I assume there are diminishing returns involved, but are there GDP gains to be made in spending on these things anyway? Beyond contributions through "government purchases"?


I couldn't say for definite but I'm going along the assumption that many of the simulations here are logical and go along how these effects would be seen to some extent in real states (I've been told before that while Regendi is illogical in some aspects there is definitely real world comparisons).

You could assume for the health impact it would maybe go something along the lines of that a healthy population is more productive and this would have a positive impact on the economy because people wouldn't be taking as many sick days to name one effect.

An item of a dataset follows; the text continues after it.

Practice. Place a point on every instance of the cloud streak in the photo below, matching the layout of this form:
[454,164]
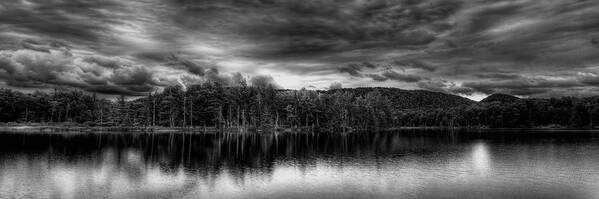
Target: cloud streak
[523,47]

Standard of knowledge I'm not so sure of but it makes sense that having an educated population is attractive to corporations and employers that are looking for skilled labour. Companies are hardly gonna come and want to employ people from a population that's mostly illiterate or if you're most public employment then you need educated workers to make your institutions, well work.

Equality of opportunity I can't really think of any such implications (I'm sure there's others) besides general happiness of the population and perhaps on GINI coefficient. If you have a situation where certain citizens are going to do worse by default then that's going to demotivate them and stir discontent and will probably create kind of a glass ceiling effect in terms of professional employment.

And infrastructure well if you imagine it as the general 'built-up ness' of your country for lack of a better term so that's roads to name a very obvious example that would stimulate economic growth in several ways and I guess just having built up urban areas is just generally good for a country.

Maybe someone more experienced or admin can confirm any of this? It's hard to know for sure unless you observe and kind of trial and error yourself cause the creator doesn't disclose the actual workings of this simulation because of something along the lines of it would be open to too much interpretation.